En somme, cela représente un changement de paradigme fondamental. L’ISS a été conçue dans une approche strictement fonctionnelle; l’objectif était que les astronautes puissent remplir leur mission en sécurité, point barre. Le confort était loin d’être la priorité. Encore aujourd’hui, les occupants doivent se satisfaire d’aménagements assez rudimentaires le temps de leur mission. Mais alors que cette vieille dame approche de la retraite, la nouvelle génération de stations spatiales semble bien décidée à mettre l’humain au cœur de ses préoccupations, ce qui donnera certainement lieu à quelques innovations très intéressantes.

Un rendu du module principal d’Orbital Reef. © Blue Origin

Mais en l’état, cette approche centrée sur l’humain est surtout le premier argument commercial de Jeff Bezos. Pour Blue Origin, c’est une façon d’attirer différents profils de clients, des chercheurs aux industriels en passant par les visiteurs.  Car en plus des individus, Blue Origin fait aussi de l’oeil à tout un panel d’institutions dont les “agences spatiales expérimentées”, les “consortiums high-tech”, les “médias et agences de voyage”, “inventeurs et investisseurs sponsorisés”, et même les “nations souveraines sans programme spatial”.

La première agence immobilière spatiale de l’après-ISS ?

Blue Origin a annoncé une cadence de travail assez ambitieuse; la firme souhaite commencer à exploiter Orbital Reef “dès la seconde moitié de la décennie”. Un timing décidément pas anodin; en effet, cela correspond à la période où l’ISS est censée prendre sa retraite une bonne fois pour toutes, entre 2024 et 2028.

Or, le rôle de la NASA va changer assez radicalement à cette date. L’agence s’attend à ce que des acteurs privés prennent le relais en ce qui concerne la gestion des infrastructures. D’un point de vue commercial et industriel, c’est une opportunité phénoménale que Jeff Bezos a bien senti. On peut donc s’attendre à ce que la firme cherche à se positionner en tant que tout premier agent immobilier de cette nouvelle industrie spatiale. Avec Orbital Reef, Blue Origin espère donc rafler la pole position de cette course, et si possible distancer tout le monde dès le premier virage.

Et cela pourrait lui rapporter très, très gros. Il n’y a qu’à observer SpaceX pour s’en convaincre. Si l’entreprise d’Elon Musk a connu une croissance aussi phénoménale, c’est parce qu’elle a su sauter sur une occasion similaire pour s’emparer du marché du transport spatial.

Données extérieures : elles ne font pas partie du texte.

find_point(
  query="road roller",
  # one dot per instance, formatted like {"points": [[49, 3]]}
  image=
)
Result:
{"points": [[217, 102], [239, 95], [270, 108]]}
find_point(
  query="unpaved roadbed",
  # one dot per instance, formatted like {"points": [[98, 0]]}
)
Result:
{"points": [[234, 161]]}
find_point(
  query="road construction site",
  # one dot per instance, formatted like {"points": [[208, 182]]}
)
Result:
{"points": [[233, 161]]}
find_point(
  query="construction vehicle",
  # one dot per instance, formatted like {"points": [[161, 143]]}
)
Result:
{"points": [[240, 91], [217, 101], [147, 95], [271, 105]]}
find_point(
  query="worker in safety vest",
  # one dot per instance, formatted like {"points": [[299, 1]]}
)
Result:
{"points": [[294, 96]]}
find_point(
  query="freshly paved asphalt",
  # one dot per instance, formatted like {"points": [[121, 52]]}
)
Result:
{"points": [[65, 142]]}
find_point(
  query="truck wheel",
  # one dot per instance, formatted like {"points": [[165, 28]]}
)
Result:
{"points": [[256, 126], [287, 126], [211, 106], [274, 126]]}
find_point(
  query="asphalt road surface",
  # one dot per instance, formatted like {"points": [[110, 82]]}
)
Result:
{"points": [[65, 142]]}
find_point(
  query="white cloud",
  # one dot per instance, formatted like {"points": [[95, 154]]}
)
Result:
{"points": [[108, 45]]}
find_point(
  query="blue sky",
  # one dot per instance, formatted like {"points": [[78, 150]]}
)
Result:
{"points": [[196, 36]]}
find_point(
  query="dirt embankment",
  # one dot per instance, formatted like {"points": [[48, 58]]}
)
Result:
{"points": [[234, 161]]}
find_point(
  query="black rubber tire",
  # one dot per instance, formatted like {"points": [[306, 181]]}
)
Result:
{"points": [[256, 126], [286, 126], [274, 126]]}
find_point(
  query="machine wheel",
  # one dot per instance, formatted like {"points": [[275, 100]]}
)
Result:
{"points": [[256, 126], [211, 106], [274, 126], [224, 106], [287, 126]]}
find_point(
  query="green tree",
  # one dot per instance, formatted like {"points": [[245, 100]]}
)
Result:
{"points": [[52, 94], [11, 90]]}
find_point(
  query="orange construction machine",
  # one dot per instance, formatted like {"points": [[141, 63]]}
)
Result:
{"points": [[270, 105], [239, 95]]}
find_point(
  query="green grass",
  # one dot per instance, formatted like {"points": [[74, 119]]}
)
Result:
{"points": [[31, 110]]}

Blue Origin est à la traine sur cet aspect, mais pourrait parfaitement compenser s’il devenait le gestionnaire d’infrastructure privilégié du marché de l’espace.

Il sera donc important de suivre le développement du programme. Car d’ici quelques années, il pourrait bien changer les rapports de forces dans le petit monde de l’aérospatiale. Il sera aussi intéressant de voir si SpaceX décidera de défier son meilleur ennemi sur ce front, ou si Elon Musk préfèrera cimenter sa position dominante dans le transport.